Opportunity Cost Applies to All Investing Timeframes and Situations
You still need to pay attention to opportunity cost, what different choices lead to, and perhaps even more so with long-term investing, which comes down to looking not only at the outlook of the stocks you are in, but what the outlook may be of competing stocks. Being in the right things isn’t just important, it’s the most important thing, and the only way we can possibly even know what to do and how we are doing.
Whether we may be looking to decide whether to stay in GE right now, and we offer our condolences to those who have held this long-term through all this punishment, or whether to jump in here and hope it goes up, this cannot be a decision that can be made sensibly in isolation.
Sitting right here, right now, we could have our money in GE stock or in any number of other places, including any other stock. If we’re looking to decide whether to have it in GE, it does not matter whether we hold it now or might wish to buy it, as both cash out to the same thing and require the same choice, even though the choice of holding on isn’t quite as transparent and can just be ignored pretty easily if we wish to keep our eyes closed and our brains idling.
It if makes more sense to be in GE right now than all the other reasonable choices, assuming that choosing GE is even reasonable, then this is a good decision, as we have vetted it.
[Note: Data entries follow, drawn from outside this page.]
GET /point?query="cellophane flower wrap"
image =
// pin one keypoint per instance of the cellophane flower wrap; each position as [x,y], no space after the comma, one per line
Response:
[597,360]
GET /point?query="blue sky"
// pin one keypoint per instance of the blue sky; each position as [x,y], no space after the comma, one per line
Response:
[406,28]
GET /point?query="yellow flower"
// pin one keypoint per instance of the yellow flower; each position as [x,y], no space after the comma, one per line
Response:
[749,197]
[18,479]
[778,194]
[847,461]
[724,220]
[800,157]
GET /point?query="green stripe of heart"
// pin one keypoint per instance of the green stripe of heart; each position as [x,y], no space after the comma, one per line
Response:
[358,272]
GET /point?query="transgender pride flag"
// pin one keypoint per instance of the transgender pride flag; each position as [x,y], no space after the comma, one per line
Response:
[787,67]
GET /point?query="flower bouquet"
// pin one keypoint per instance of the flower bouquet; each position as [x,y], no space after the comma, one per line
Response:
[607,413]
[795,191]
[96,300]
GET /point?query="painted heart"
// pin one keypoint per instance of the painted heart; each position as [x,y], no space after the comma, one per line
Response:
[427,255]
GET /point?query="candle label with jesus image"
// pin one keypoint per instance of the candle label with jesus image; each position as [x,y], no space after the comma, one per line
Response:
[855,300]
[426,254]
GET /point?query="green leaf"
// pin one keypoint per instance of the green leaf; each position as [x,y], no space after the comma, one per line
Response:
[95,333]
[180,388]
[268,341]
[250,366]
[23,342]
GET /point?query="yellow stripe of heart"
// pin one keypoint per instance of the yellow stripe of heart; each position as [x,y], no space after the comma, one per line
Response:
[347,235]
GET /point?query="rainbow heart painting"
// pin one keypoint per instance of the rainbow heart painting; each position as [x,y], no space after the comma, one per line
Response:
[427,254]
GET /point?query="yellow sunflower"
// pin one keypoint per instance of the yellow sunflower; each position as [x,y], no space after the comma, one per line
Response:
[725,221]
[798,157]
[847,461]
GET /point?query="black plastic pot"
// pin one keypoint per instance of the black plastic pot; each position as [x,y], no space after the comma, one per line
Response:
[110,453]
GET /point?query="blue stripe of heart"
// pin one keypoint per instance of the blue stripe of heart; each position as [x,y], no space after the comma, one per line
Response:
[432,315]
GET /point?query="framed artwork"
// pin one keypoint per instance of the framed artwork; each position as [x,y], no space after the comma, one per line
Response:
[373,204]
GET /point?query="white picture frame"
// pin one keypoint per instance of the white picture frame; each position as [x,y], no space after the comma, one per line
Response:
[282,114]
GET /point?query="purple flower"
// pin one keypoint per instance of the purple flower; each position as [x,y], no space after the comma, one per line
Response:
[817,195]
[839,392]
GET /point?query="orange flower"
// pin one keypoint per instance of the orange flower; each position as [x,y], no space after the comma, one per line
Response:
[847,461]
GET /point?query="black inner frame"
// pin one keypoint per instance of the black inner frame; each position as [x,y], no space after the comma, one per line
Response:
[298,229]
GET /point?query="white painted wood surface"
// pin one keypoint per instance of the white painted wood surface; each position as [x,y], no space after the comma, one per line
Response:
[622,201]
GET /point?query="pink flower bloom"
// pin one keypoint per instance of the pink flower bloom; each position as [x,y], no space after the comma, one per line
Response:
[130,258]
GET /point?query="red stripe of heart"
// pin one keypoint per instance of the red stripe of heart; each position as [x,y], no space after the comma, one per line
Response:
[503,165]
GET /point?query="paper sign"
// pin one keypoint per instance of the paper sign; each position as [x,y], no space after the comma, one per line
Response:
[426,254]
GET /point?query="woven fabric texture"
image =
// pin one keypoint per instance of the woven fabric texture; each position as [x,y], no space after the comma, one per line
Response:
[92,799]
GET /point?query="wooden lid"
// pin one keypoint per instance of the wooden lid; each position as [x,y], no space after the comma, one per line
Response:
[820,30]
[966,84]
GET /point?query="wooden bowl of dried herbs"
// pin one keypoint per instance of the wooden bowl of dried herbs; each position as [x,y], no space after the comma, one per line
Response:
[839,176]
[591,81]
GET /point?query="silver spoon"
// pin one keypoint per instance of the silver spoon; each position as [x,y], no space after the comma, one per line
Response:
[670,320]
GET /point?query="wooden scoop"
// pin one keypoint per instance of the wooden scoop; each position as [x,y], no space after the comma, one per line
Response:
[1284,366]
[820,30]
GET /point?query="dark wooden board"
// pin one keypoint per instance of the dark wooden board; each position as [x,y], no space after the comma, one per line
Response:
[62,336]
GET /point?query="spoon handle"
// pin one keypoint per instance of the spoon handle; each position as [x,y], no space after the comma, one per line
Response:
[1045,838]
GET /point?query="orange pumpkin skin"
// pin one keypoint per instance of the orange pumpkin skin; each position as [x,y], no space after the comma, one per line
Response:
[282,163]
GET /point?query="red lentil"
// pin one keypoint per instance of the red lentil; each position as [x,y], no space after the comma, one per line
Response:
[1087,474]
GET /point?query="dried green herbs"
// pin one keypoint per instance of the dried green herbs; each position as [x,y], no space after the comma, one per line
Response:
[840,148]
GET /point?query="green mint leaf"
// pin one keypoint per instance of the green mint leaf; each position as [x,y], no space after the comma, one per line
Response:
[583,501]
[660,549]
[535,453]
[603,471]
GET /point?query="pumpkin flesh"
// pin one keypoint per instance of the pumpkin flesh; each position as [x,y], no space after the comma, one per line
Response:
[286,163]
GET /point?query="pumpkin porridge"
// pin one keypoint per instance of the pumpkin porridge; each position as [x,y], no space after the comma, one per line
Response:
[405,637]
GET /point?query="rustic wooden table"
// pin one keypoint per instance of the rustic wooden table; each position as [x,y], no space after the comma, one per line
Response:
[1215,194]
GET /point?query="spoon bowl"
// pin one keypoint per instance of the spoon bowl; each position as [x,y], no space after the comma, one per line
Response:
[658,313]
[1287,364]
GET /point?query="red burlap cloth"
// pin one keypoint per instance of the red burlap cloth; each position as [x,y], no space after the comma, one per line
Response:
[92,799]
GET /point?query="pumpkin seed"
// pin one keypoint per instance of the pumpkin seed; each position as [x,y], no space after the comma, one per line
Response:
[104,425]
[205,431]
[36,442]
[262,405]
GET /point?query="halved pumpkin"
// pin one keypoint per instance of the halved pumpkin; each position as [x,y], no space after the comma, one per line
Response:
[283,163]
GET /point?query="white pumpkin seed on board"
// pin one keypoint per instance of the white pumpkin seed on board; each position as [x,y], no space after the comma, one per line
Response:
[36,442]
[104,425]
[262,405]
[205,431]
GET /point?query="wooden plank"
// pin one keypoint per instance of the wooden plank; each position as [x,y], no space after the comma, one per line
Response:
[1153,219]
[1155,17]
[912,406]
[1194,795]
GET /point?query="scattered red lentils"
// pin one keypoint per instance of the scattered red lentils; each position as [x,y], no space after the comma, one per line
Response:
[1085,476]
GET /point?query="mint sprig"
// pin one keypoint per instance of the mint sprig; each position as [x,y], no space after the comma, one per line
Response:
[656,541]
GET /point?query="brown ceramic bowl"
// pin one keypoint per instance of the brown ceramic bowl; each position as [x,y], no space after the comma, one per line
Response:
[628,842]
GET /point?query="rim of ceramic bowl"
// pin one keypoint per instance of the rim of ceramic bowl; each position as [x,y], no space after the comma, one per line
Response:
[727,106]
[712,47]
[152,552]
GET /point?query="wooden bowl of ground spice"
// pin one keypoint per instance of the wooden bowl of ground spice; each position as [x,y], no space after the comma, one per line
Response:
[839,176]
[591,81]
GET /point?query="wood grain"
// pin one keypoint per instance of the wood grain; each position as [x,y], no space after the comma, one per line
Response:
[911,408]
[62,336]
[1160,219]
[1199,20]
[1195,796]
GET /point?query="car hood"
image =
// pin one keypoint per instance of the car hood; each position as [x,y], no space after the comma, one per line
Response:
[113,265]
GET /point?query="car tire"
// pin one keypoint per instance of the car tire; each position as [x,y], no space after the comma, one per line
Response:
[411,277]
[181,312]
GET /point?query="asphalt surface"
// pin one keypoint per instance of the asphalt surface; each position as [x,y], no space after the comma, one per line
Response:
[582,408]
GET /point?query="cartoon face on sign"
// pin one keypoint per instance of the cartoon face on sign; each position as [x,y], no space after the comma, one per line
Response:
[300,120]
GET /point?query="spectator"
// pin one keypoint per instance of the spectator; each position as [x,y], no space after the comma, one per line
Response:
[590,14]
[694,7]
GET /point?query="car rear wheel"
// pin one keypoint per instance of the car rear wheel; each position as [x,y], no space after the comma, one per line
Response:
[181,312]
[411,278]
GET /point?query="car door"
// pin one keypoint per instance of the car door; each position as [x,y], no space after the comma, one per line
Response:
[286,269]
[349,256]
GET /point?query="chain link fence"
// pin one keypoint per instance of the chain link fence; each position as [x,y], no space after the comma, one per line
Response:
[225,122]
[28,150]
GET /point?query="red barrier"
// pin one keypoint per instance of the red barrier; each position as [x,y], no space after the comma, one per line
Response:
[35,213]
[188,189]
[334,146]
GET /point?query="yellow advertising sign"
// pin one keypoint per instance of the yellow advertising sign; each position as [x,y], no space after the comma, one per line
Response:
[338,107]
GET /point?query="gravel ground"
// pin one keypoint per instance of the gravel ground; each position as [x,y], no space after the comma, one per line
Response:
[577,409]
We do an absolutely terrible job of this generally, and even though it may make sense for us to hold a number of stocks, we need to make sure that we’re holding the right ones, even though we may wish to focus on the long-term.
GE being a good choice just does not make sense on any term. It certainly cannot come close to competing in the long run, and it’s also ugly over the near term as well. Tupa’s target for this stock is $5, a further drop of 25% from here, but the fact that it the outlook isn’t competitively bullish is where we turn the lights out.
GE CEO Larry Culp may be looking to keep their debt to equity ratio from going over 4, and that’s certainly better than seeing this problem getting worse, but this stock is like an elderly patient in long-term care that just isn’t going to be getting out of bed for quite some time, if ever, and not someone we want to be betting on in a road race.
The three cents a share that GE fell short of analysts’ estimates is only the very tip of this iceberg, and when what little guidance they share tells us that they are going nowhere soon, and the demand for the stock declines even further, they aren’t even the cream in our bottle of milk that has risen to the top, the part we need to focus on, they are sentiment stuck to the bottom of the bottle.
You need to get back to walking before you can run and especially run fast enough to beat the Amazons out there with their world-class speed and world-class future outlook. Seeing GE laying on its back on the track with their tongue hanging out surely cannot be missed unless we are completely blind. We can never just rely on ignorance to guide us, no matter what our investing objectives may be, and this lesson extends far beyond just this very sick stock.
We need to regularly perform examinations on all our investments and ensure that they are not only still aligned with our goals, but also that there isn’t something else out there that is aligned with them better enough to move to the better choice. That’s how we succeed with investing, and how we fail when we do such a poor job at this.